How a mid-market trader should read it

For an exporter doing 300–2,000 FEU per year, the question is not "which way is the rate going" — nobody reliably knows. The question is "what mix of contract and spot am I structurally exposed to, and is that mix appropriate to my margin tolerance." Three working observations:

  • Carriers will offer a contract spread of about 8–20% versus prevailing spot when the curve has been declining for two consecutive quarters, and a premium of 5–15% over spot when it has been rising. The asymmetry isn't an accident. The carrier is pricing the option to walk if spot goes the wrong way. The exporter is paying for stability that, on contracted volume, the carrier may or may not deliver during peak.
  • The reliability number matters more than the rate. A contract rate $200 cheaper per FEU on a lane with 45% on-time reliability is meaningfully worse than spot on a 70% lane. We have written separately about where logistics planning breaks down, and the carrier reliability gap is failure mode two on that list.
  • The split mix that has worked for our cohort, in volatile-but-not-crisis environments, has been 60–75% contracted on lanes with predictable monthly volume, and spot on everything else. Below 60% contracted, the team is constantly negotiating. Above 75%, the team is paying the option premium on capacity it doesn't need.

What is mispriced today, and what is correctly priced

As of the indices in front of us:

The Trans-Pacific eastbound is, by our reading, correctly priced for the demand picture. The capacity discipline holding rates in the $2,800–$3,400 band has support from the alliance restructuring announced in 2024, and we would not expect a structural break before Q3 unless tariff policy changes pull demand forward harder than the consensus.

The Asia-Europe lane, conversely, looks slightly under-priced relative to the Red Sea risk premium it should be carrying. Vessels are still routing the Cape on most rotations, the bunker cost on that re-routing is real, and the discount the market is currently applying to that fact assumes a normalization in 2026 that the operational picture does not yet support. We'd plan toward the higher end of the published carrier offers on that lane, not the lower.

Intra-Asia and intra-Europe rates are doing what they always do, which is move 15–30% within a quarter on shipping-line-specific capacity decisions that have nothing to do with the headline indices. We treat them as a separate question.

What to actually do with the curve

The operational answer is structural rather than tactical. Three things:

First, write a freight budget that has a range, not a number. The range we've been recommending into 2026 budgets is plus-or-minus 22% on contracted rates and plus-or-minus 35% on spot. If a budget cannot survive those swings, it is not a budget; it is a hope.

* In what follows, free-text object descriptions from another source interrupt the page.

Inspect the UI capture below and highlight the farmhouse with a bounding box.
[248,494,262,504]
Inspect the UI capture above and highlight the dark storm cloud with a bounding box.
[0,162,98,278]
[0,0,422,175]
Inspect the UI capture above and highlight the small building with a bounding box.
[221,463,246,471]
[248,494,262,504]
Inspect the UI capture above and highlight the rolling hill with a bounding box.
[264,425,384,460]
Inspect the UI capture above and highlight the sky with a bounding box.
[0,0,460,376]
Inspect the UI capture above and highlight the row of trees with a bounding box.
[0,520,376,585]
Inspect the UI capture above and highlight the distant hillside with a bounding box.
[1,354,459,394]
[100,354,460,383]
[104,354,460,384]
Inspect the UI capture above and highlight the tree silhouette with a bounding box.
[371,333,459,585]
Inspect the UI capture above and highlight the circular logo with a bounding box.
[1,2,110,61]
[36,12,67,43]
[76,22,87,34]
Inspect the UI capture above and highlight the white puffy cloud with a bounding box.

Second, hold a real conversation about rate pass-through with commercial customers in advance, not in the middle of a spike. The customers who took the conversation in late 2024 are the ones whose suppliers are sitting comfortably in 2026. The ones who didn't are now in renegotiation.

Third, use the inventory lever rather than the freight lever where you can. A correctly positioned inventory buffer absorbs about 60% of the operational pain from a rate spike on a six-to-eight-week shock. We pick up the inventory side of this in our note on inventory positioning. The lever is cheaper than freight-side hedging for most mid-market operators, and it doesn't require a derivatives counterparty.

The summary, if there is one, is that the curve is information, not instruction. Reading it well is a discipline. Trading it is a different business.